As parcelas não pagas se tornaram dívidas, inadimplência e restrição para obter novas linhas de crédito. E, agora, para vários deles, se transformaram em drama, com casos de confisco de máquinas agrícolas e até leilões de terras dadas como garantia se proliferando em diferentes Estados.
Junto com eles, os tribunais de municípios em várias regiões produtoras do Brasil assistem a embates jurídicos em torno da legalidade das ações dos credores, com diferentes teses sendo defendidas de forma isolada ou coletiva pelos defensores dos devedores.
No início de setembro, por exemplo, a 1ª Vara Cível de Cornélio Procópio, no interior do Paraná, determinou que fossem devolvidas a um produtor rural 18 maquinários agrícolas apreendidos em uma fazenda pelo Banco John Deere por falta de pagamentos.
As colheitadeiras, plantadeiras e tratores - que somam próximo de R$ 50 milhões - voltaram ao produtor no dia 9 de setembro, três dias depois do confisco.

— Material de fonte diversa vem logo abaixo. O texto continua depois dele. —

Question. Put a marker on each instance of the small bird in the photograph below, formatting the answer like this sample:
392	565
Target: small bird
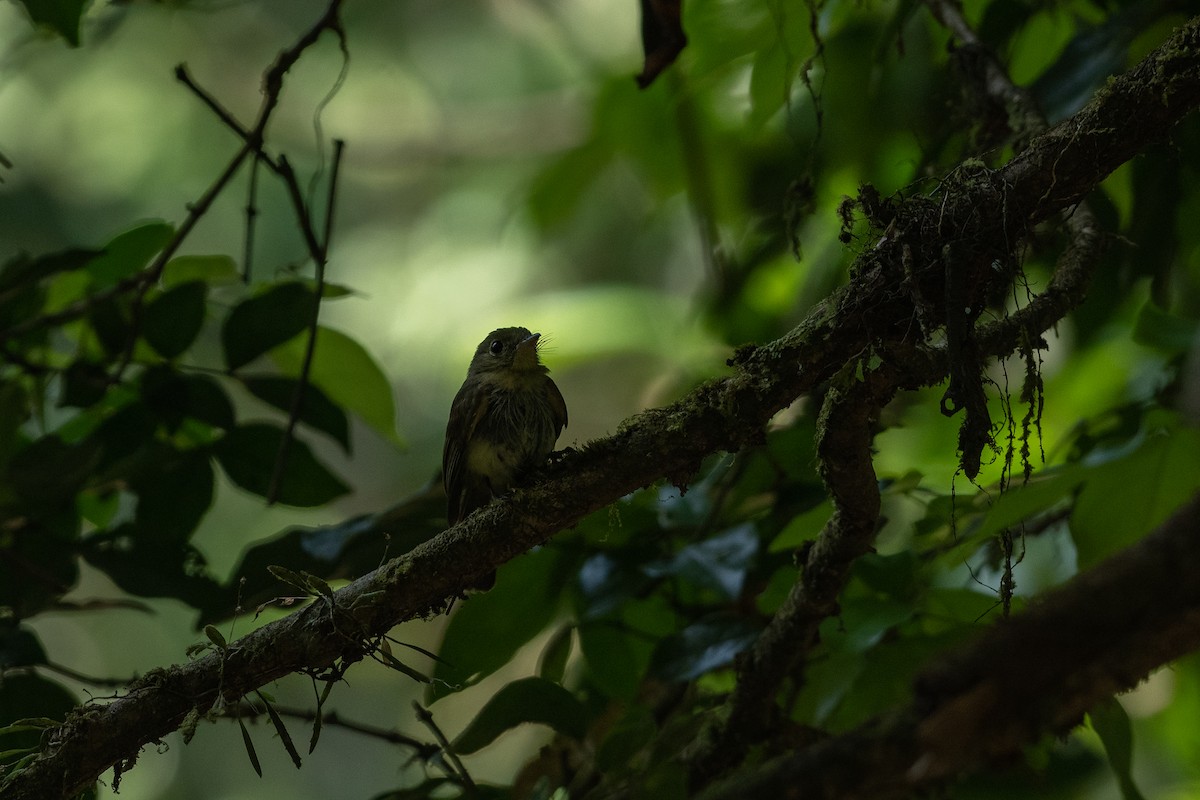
503	421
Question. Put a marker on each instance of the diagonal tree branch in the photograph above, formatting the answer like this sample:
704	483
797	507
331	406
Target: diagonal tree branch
1039	672
1054	173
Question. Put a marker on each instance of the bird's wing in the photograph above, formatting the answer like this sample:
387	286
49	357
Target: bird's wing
466	411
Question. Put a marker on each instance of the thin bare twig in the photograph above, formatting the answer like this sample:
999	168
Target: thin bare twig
457	770
319	258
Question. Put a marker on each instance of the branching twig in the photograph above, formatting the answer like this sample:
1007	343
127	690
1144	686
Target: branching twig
141	282
424	750
457	769
1035	673
321	257
672	441
844	449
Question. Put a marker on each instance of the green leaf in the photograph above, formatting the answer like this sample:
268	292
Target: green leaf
34	702
174	495
249	453
317	411
250	749
1128	495
149	566
803	528
83	384
51	469
282	729
213	270
129	253
60	16
111	320
19	647
552	665
719	563
631	733
173	397
39	564
172	322
215	636
1111	725
616	659
531	699
22	270
1164	331
702	647
483	635
267	320
348	376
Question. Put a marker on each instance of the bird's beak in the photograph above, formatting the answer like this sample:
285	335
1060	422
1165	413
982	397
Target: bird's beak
527	353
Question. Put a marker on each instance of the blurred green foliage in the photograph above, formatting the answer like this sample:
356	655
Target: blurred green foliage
649	230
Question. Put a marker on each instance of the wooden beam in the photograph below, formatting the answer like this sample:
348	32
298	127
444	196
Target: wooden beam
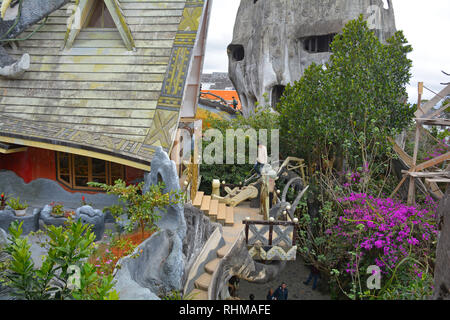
82	14
406	158
434	122
426	174
439	111
430	104
433	162
399	185
412	186
438	180
121	24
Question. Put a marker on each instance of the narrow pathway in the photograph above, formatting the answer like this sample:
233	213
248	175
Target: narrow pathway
293	275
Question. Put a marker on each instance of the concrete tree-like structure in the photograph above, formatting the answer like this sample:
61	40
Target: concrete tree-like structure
275	41
17	16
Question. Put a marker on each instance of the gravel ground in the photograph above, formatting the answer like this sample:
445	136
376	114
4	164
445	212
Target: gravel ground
293	275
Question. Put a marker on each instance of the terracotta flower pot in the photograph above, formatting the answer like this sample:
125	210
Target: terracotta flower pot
20	213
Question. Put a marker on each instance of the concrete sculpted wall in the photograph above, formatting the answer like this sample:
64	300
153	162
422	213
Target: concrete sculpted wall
275	41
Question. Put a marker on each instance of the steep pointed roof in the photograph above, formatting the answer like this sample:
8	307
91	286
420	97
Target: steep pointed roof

No interior do Rio Grande do Sul, onde secas, estiagens e enxurradas levaram a cinco anos de perdas consecutivas em algumas regiões, a crise e o número de produtores em crise atemorizam cada vez mais produtores.
Produtor de soja em Tupanciretã, Ricardo Lopes de Castro tenta impedir que a fazenda de 100 hectares, onde mora, vá a leilão, previsto para ocorrer no dia 20 de outubro.
Acumulando perdas de até 40% do plantio entre 2021 e 2024, nos últimos anos Lopes não conseguiu mais arcar com os pagamentos. A dívida de R$ 2 milhões é fruto de financiamentos feitos e refeitos para custeio da lavoura e, de acordo com agricultor, inflados por juros abusivos.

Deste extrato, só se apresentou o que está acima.